Stop Paying Twice
Every time a user asks “What’s the capital of France?” you pay for a new API call. With Raptor’s semantic cache, you pay once.
How It Works
Request: "What is the capital of France?"
→ Compute embedding
→ Check cache for similar queries
→ HIT! Return cached response in ~5ms
Unlike traditional caches, we don’t require exact text matches:
| Query | Cache Result |
|---|
| ”What is the capital of France?” | Original query |
| ”What’s France’s capital?” | Cache HIT |
| ”capital of france?” | Cache HIT |
| ”Tell me the capital of France” | Cache HIT |
All return the same cached response. That’s 75% fewer API calls just from query variations.
Typical Savings
| Use Case | Cache Hit Rate | Monthly Savings |
|---|
| FAQ bots | 60-80% | ~400per500 spend |
| Customer support | 40-60% | ~250per500 spend |
| Search/RAG | 30-50% | ~200per500 spend |
| Code assistants | 20-40% | ~150per500 spend |
Check cache status in every response:
X-Raptor-Cache: hit # or "miss"
X-Raptor-Latency-Ms: 5 # Total Raptor time
X-Raptor-Upstream-Latency-Ms: 0 # 0 on cache hit
Streaming Support
Cache hits work with streaming too. We replay cached responses with realistic timing (~15ms between words) so users still see the “typing” effect.

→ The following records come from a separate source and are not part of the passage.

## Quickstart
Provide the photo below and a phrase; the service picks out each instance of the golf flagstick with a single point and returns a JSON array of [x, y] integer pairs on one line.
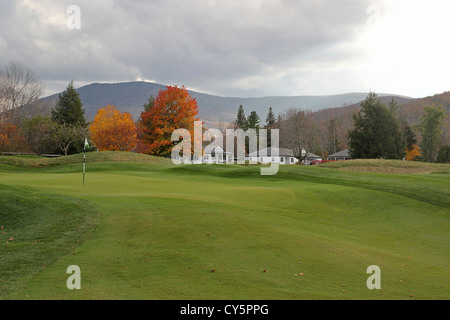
[[86, 144]]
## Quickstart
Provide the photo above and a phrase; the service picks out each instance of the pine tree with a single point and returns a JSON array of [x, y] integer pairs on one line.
[[333, 141], [253, 121], [69, 108], [241, 119], [376, 132], [430, 127]]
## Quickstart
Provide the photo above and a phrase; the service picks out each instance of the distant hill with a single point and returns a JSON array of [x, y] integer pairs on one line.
[[131, 96], [412, 109]]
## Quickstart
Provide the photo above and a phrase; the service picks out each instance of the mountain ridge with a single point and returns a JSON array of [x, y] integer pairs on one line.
[[131, 96]]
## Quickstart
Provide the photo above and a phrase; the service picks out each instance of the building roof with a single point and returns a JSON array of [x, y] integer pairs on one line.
[[283, 152], [341, 154], [312, 155]]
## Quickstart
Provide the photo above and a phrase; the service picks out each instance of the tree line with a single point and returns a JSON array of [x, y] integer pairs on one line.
[[378, 130]]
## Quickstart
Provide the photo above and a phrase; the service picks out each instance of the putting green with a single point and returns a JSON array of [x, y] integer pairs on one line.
[[173, 234]]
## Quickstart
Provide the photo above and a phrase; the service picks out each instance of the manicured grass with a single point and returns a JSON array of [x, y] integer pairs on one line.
[[388, 166], [225, 232], [36, 230]]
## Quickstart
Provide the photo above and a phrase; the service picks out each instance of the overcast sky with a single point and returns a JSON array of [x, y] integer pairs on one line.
[[243, 48]]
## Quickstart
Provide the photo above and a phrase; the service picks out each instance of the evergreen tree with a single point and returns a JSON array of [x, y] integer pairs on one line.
[[444, 154], [69, 108], [241, 119], [333, 141], [270, 124], [430, 127], [253, 121], [376, 132]]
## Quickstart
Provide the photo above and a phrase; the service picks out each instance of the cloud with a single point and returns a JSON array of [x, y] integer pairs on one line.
[[227, 47]]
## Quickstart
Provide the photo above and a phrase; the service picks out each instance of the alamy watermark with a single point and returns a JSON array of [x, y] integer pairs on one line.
[[236, 153], [374, 281], [74, 281]]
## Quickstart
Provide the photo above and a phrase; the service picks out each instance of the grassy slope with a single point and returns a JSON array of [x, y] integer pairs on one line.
[[163, 229], [36, 230]]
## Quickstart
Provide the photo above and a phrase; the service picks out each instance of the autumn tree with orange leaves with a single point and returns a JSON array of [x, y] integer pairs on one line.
[[172, 109], [113, 130]]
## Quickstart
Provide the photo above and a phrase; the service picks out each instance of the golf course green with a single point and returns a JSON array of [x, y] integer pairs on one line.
[[143, 228]]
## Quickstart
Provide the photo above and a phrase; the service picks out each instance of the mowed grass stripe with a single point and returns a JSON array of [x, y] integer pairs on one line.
[[162, 234]]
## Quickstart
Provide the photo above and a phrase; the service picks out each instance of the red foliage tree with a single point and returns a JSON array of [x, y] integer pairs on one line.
[[113, 130], [172, 109]]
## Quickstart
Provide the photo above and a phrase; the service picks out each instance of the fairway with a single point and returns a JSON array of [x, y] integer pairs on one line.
[[152, 230]]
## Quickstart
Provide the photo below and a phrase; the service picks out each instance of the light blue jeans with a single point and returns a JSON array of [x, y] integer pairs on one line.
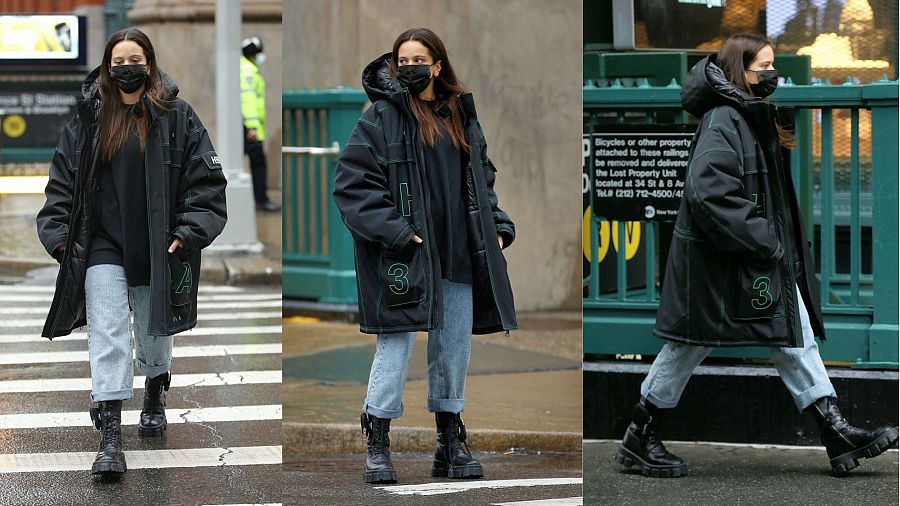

# This hits cache and streams just like the original
stream = client.chat.completions.create(
model="gpt-4",
messages=[{"role": "user", "content": "What's the capital of France?"}],
stream=True
)
Cache Behavior
| Request Type | Caches? | Serves from Cache? |
|---|
| Non-streaming | Yes | Yes |
| Streaming | Yes | Yes (replayed) |
| With tools | No | No |
| Image generation | No | No |
Best Practices
- Normalize inputs - Remove extra whitespace, lowercase when possible
- Use specific system prompts - Helps cache recognize similar queries
- Monitor hit rates - Check your dashboard for optimization opportunities
Your first request is always a cache miss. Test with realistic query patterns to see actual savings.